The 36-year-old said the aim of the £90,000 project was to replicate the classic narrowboat shape in as accurate a way as possible.
There were no design drawings for the builders in Brimscombe, and later at Saul, to follow.
Dimensions and pictures were taken of Worcester, which is a working exhibit at the National Waterways Museum in Ellesmere Port. A hull template came from Birmingham, which is preserved on the canal bank in Tardebigge.
Dr Poole said: "It has been a bigger project than I ever envisaged. I didn't appreciate how difficult it would be to try and replicate a design for which there were no drawings.
"I think Isaac Abdela would have been fairly pleased with our efforts. I know I am."

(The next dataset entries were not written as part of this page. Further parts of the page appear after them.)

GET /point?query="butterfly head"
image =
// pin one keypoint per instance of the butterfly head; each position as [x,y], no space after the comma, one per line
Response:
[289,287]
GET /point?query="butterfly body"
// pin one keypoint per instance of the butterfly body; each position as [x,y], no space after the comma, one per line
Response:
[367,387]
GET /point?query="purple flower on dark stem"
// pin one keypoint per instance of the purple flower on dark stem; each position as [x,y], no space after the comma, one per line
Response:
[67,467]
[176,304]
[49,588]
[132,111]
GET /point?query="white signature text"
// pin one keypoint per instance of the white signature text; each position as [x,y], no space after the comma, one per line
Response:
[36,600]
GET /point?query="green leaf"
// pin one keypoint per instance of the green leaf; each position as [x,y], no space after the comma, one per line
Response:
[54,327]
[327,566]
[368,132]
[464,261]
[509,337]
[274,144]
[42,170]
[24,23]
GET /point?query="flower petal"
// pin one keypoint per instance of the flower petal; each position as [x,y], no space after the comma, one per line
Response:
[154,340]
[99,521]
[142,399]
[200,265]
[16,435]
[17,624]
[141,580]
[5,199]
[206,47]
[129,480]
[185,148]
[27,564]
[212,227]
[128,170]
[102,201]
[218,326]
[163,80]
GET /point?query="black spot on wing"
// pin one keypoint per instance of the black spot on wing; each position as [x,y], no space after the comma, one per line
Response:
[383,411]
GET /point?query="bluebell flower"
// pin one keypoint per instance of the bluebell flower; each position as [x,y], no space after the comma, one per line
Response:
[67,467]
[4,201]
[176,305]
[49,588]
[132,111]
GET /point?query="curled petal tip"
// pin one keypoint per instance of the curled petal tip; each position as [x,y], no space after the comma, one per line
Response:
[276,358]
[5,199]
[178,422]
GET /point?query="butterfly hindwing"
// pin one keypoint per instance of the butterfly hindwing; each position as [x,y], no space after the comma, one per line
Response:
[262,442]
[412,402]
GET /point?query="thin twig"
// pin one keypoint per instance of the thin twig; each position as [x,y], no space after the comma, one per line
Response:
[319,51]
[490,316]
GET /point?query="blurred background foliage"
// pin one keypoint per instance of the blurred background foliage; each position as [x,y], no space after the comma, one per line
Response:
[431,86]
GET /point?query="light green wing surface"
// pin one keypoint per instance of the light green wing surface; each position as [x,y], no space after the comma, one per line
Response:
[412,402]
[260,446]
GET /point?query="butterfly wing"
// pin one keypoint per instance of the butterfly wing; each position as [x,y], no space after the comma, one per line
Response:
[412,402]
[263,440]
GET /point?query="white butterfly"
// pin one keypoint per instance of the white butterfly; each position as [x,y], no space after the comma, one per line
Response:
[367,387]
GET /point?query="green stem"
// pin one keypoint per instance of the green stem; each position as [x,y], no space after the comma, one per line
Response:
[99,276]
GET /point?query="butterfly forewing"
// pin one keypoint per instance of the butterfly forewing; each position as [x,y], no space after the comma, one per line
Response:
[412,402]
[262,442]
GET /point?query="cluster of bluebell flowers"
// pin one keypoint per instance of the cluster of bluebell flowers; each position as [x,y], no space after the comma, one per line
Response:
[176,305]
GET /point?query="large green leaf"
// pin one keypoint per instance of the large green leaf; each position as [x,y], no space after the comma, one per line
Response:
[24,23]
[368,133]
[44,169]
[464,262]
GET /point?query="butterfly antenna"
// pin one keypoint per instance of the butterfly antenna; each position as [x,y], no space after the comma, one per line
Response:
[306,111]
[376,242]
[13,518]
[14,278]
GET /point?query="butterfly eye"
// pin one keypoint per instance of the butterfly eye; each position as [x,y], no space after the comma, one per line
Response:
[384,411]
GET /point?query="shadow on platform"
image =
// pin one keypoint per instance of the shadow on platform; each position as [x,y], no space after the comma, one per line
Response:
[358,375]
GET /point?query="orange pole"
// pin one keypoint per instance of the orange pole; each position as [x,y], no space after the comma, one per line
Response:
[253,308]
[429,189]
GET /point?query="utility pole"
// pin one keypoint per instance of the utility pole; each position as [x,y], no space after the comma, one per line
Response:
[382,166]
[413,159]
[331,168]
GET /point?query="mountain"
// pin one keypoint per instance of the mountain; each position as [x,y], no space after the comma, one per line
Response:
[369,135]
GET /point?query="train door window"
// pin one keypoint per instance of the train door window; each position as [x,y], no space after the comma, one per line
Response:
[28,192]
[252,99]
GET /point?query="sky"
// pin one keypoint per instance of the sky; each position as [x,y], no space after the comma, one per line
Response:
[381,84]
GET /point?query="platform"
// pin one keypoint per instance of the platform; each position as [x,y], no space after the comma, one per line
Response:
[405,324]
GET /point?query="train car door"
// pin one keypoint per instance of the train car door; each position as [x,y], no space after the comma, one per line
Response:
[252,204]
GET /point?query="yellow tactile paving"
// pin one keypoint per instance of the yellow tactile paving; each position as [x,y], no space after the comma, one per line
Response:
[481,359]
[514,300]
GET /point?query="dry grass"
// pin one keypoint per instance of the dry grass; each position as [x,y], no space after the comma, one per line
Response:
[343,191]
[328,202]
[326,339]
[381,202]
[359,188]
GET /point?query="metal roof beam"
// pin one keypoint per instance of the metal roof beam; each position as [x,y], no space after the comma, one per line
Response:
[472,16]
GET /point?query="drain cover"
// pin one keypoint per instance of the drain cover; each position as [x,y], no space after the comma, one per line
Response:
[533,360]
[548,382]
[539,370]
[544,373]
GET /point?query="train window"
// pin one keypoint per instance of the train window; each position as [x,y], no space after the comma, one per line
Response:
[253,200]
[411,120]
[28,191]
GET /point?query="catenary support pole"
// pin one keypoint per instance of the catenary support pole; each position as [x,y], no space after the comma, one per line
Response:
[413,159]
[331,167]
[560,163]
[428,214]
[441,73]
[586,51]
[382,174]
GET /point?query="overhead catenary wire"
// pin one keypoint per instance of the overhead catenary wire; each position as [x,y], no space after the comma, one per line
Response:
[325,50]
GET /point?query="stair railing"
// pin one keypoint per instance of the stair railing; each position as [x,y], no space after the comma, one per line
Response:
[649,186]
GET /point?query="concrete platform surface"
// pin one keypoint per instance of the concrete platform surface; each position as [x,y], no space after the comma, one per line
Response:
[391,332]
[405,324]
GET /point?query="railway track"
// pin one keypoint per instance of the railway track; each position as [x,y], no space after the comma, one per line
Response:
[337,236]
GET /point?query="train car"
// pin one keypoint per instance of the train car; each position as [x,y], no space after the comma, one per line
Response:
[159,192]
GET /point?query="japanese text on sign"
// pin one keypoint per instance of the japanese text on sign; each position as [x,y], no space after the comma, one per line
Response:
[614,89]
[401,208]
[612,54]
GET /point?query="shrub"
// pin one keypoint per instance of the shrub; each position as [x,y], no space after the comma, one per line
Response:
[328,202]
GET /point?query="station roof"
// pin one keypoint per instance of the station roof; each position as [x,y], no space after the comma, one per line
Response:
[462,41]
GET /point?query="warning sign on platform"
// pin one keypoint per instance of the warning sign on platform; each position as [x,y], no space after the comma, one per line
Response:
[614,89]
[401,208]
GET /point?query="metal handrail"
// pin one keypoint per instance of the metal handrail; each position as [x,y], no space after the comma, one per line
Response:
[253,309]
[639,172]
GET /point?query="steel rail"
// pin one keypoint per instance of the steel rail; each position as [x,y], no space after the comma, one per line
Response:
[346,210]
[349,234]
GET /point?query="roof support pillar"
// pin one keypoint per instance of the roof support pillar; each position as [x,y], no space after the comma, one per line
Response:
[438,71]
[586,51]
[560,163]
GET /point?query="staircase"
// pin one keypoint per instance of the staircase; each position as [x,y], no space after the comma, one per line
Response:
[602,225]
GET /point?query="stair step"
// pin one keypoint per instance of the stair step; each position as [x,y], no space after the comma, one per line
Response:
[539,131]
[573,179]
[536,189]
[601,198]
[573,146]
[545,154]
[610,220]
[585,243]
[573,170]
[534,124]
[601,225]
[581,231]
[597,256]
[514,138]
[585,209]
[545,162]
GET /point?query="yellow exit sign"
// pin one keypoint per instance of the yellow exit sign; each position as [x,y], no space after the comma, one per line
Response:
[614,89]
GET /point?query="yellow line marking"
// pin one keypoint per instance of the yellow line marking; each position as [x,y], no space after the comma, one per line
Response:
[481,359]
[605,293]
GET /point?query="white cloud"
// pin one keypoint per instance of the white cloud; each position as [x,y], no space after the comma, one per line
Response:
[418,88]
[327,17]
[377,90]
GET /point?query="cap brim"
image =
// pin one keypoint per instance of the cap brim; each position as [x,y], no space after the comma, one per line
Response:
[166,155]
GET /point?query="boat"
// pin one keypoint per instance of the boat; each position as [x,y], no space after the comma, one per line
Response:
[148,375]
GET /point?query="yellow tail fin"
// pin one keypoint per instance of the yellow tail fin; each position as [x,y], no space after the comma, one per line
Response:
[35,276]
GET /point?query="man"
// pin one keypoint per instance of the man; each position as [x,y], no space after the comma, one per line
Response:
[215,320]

Gloucester is 7ft wide and has a draft of 3ft. When fitted out Dr Poole and his family intend to use her for holidays and possibly hire.
The return of boat building to Brimscombe Port in readiness for the restoration of local canals has thrilled waterways enthusiasts, among them Brimscombe resident Ian Leighton-Boyce.
"Dr Poole's courage in commissioning such a difficult task almost defies belief," he said.
Mr Leighton-Boyce, a member of the Cotswold Canals Trust, added: "Despite many pitfalls he has achieved the almost impossible."
The Gloucester project was supported by British Waterways, which allowed Dr Poole to complete much of the work at the Boatshed in Brimscombe.